Many have faced the grim reality that realty is expensive and the prices of homes continue to increase alongside other commodities and asset classes. As of today, the HPI (Housing Price Index) is up about 18 points. In 2021, home prices skyrocketed nearly 19%, according to the S&P CoreLogic Case-Shiller home price index and Fannie Mae says home prices will climb 11.2% throughout this year, followed by a more modest increase in 2023. There is some good news however, the existing-home sales for February sank 7.2% from January. Homebuyers are getting hit with rising mortgage rates and sustained price increases according to NAR’s Chief Economist Lawrence Yun. Yun believes that the price appreciation will slow down as demand cools off and supply increases following the rise in rates. 
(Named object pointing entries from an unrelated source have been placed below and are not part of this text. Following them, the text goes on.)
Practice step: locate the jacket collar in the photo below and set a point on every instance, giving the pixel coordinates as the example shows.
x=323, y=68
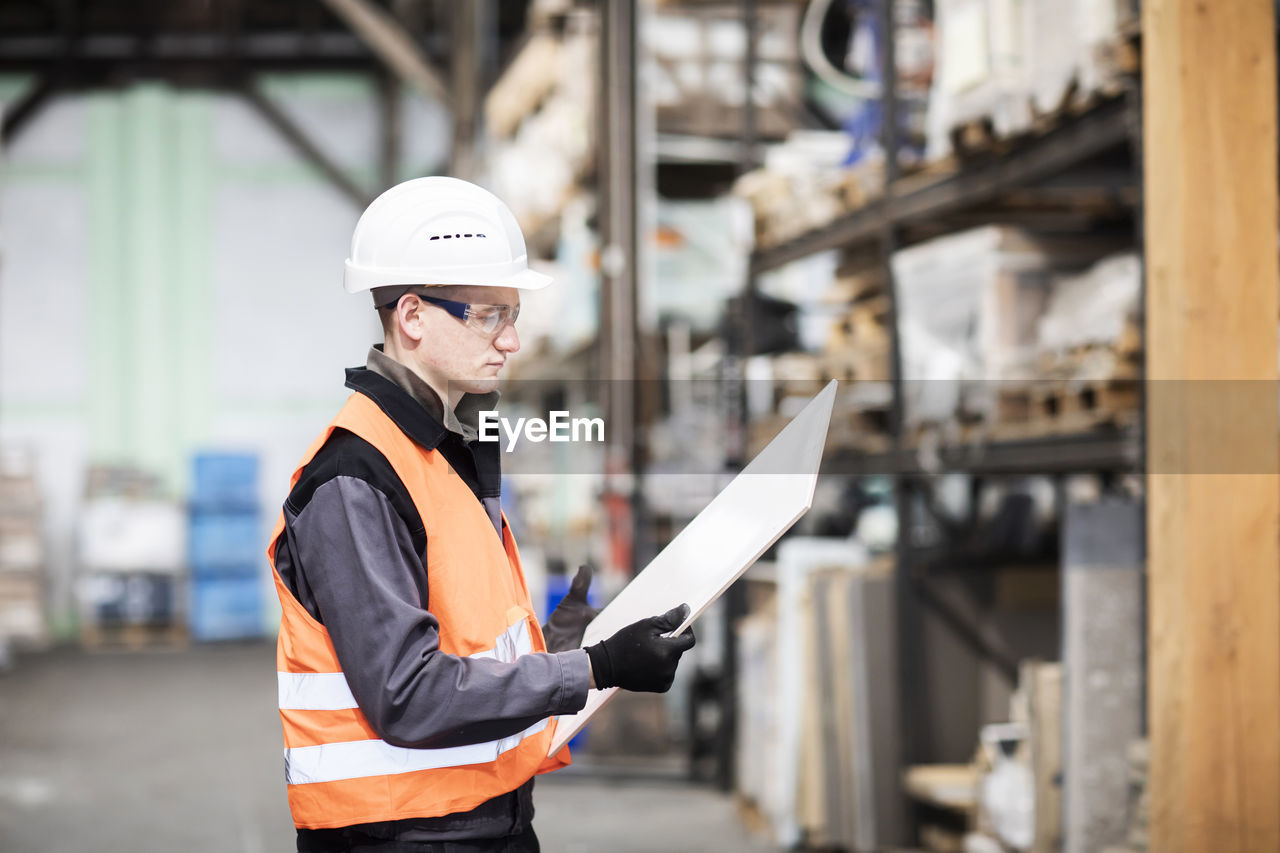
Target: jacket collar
x=397, y=404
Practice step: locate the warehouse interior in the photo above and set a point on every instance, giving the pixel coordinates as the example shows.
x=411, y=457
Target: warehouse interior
x=1036, y=601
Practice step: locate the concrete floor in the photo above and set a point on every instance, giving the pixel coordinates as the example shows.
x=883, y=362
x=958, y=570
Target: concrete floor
x=179, y=751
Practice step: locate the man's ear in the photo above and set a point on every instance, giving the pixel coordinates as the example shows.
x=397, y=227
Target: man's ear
x=408, y=316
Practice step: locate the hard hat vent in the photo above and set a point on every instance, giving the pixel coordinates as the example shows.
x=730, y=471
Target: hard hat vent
x=391, y=242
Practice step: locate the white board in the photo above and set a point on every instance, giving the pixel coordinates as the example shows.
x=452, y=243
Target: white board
x=722, y=542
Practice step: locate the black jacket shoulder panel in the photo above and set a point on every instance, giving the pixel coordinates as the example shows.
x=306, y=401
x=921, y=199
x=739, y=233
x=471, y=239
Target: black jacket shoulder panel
x=348, y=455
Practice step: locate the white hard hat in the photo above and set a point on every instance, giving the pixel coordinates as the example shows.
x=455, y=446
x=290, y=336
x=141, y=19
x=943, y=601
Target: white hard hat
x=438, y=231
According to Redfin’s Chief Economist Taylor Marr, homebuyers are having trouble finding smaller, more affordable homes and ultimately being priced out of the market as the growth continues. Median home prices are up about 15% from a year ago for an average of $357,300. First-time buyers made up about 29% of the market, well below the 40% average. With continued price increases, it is likely that the demand persists, even with rising costs and record inflation. Total housing inventory at the end of February 2022 equaled 870,000 units, up by 2.4% from an all-time low of 360,000 in January. An increase in cost has builders pumping the breaks a bit and will hopefully ease up the market. Good luck to anyone trying to buy a home and lord help us in all of this.